RadiumBlock Builders Program Application - Cloud independent High Performance Geo-Distributed Public Infrastructure

RadiumBlock is a web3 infrastructure service provider providing high performance infrastructure to the Polkadot ecosystem. We are proposing to run a high performance, geographically distributed public RPC API Service for Astar ecosystem on our platform, allowing free community access. Our RPC service for Kusama and Polkadot is the fastest(lowest latency) and most Geo-driverse to our knowledge.

We manage private compute infrastructure on private data centers for our web2 customers and we have been working on deploying endpoints on that infrastructure. We are happy to report that we can deploy that in multiple geographies now. Here is an updated proposal based on our own infrastructure - i.e. without using any cloud provider.

TLDR; We are sharing our proposal details here:

@bLd759 @Maarten re-posting as a new topic because the previous topic was closed.

If you read the reply from @bLd759 in the previous topic, I think you can find the answer.

That is why the topic was closed.

Understood. This proposal is different and addresses the concern @bLd759 expressed about not using cloud infrastructure. Hence as @bLd759 encouraged we are back with a private infrastructure based solution. In that sense having a separate topic seems appropriate too given the proposal is different from the earlier one.

1 Like

I’m sorry but I don’t see any change to this proposal from the last one.

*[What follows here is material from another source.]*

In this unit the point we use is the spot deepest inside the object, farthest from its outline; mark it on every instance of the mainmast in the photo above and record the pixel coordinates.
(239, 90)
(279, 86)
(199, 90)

We have been working on our own private compute deployment using our existing data center locations (locations we have had for 10+ years now) before your feedback and added more since then. We request to please look at the budget section. The budget breakdown assumes geo locations on our private compute server clusters NOT aws or cloud. This will allows for significantly more compute(~20x vs AWS) and bandwidth (250TB at no cost, ~$31k in aws) to be provided to the endpoint service. The compute and bandwidth savings scales up as more geo locations are factored in. All of this explicitly tries to address the cloud cost over run and independence issue. It does increase our labor cost. We have tried to be transparent about our pricing model in the proposal. Please do ask us any more questions you all may have.

Sorry again but I see only a few words and the cost change to your proposal (can’t compare with the other since the document has been edited), it’s still totally cloud oriented.
Is that what it takes to transform a proposal from cloud to on-premise solution?
Do you have some infos on your technical stack?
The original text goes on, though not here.